Oceanic Deposits
Ocean basins receive rock fragments of all sizes that have been either washed or blown off the land. These particles mix with the shells and bones of marine organisms that have sunk to the ocean bottom, and the accumulated mixture forms what we call sediment deposits. In addition to these two sources of sediments deposits, there is occasionally third source. In some locations where few other materials accumulate, chemical reactions in sea water produce particles that coat any hard surface on the bottom.
The fossils in these sediment deposits are important to us because they record Earth’s history of life in them.
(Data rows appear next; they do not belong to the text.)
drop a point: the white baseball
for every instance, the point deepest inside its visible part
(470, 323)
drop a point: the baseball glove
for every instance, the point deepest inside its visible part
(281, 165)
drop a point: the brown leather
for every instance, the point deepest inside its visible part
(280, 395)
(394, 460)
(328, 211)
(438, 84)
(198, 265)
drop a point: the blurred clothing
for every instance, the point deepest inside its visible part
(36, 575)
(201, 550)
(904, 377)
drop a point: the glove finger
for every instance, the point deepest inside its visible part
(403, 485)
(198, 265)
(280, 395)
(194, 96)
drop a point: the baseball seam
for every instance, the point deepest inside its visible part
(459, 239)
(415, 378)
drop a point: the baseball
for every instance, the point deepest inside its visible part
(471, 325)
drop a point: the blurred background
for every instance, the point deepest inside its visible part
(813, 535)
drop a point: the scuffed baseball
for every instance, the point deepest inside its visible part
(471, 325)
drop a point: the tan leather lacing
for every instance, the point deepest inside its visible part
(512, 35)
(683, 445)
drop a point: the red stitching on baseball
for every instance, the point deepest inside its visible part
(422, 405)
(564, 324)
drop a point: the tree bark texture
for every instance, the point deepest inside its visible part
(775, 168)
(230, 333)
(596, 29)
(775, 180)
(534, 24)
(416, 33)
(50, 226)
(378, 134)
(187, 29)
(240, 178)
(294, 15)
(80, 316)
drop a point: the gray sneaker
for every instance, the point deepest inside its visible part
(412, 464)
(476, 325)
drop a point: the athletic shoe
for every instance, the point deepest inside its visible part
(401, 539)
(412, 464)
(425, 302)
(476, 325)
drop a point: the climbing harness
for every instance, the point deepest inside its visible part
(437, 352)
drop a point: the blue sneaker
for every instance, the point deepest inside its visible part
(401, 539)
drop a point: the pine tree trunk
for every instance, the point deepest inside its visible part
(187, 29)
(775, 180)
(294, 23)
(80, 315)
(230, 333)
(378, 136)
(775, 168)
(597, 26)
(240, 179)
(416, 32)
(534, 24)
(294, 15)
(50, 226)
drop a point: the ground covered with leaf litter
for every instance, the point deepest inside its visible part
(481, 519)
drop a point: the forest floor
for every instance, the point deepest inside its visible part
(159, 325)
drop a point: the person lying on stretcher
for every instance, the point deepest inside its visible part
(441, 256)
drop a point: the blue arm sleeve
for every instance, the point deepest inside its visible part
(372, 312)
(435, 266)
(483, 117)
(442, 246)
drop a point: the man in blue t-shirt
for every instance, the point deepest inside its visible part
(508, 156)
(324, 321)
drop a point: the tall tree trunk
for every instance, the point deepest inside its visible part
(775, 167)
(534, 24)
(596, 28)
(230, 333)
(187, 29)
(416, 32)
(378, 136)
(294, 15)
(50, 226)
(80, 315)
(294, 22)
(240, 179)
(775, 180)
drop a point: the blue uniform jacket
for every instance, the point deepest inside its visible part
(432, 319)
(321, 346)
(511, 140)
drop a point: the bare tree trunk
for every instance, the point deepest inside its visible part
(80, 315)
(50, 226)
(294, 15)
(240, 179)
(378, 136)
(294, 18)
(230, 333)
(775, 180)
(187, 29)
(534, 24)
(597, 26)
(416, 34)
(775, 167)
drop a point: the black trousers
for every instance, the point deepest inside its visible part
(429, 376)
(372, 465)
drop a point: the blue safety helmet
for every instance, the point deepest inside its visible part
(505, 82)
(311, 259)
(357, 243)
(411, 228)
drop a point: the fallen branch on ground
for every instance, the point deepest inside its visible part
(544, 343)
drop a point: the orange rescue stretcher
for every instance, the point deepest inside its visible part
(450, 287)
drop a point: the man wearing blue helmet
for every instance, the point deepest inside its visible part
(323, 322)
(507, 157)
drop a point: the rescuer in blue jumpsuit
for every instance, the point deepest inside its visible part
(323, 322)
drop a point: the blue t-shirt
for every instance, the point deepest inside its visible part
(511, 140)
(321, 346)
Comparable sedimentary rocks preserved on land record similar changes, including changes in Earth’s climate over billion of years.
Sediment deposits from the continents cover about one quarter of the ocean floor, with  accumulations thickest in marginal ocean basins. Although ocean margins account for only 2% of total ocean-floor surface area, the deposits on these margins contain about one-sixth of all oceanic sediment and are important sources of oil and gas.
Marine sediments occur in a broad range of sizes and types.  A scheme to classify marine sediments is by their origin was first proposed in 1891 by Sir John Murray and A.F. Renard after a thorough study of sediments collected during the Challenger Expedition. This scheme separates sediments into four categories by source: terrigenous, biogenous, hydrogenous (also called authigenic), and cosmogenous.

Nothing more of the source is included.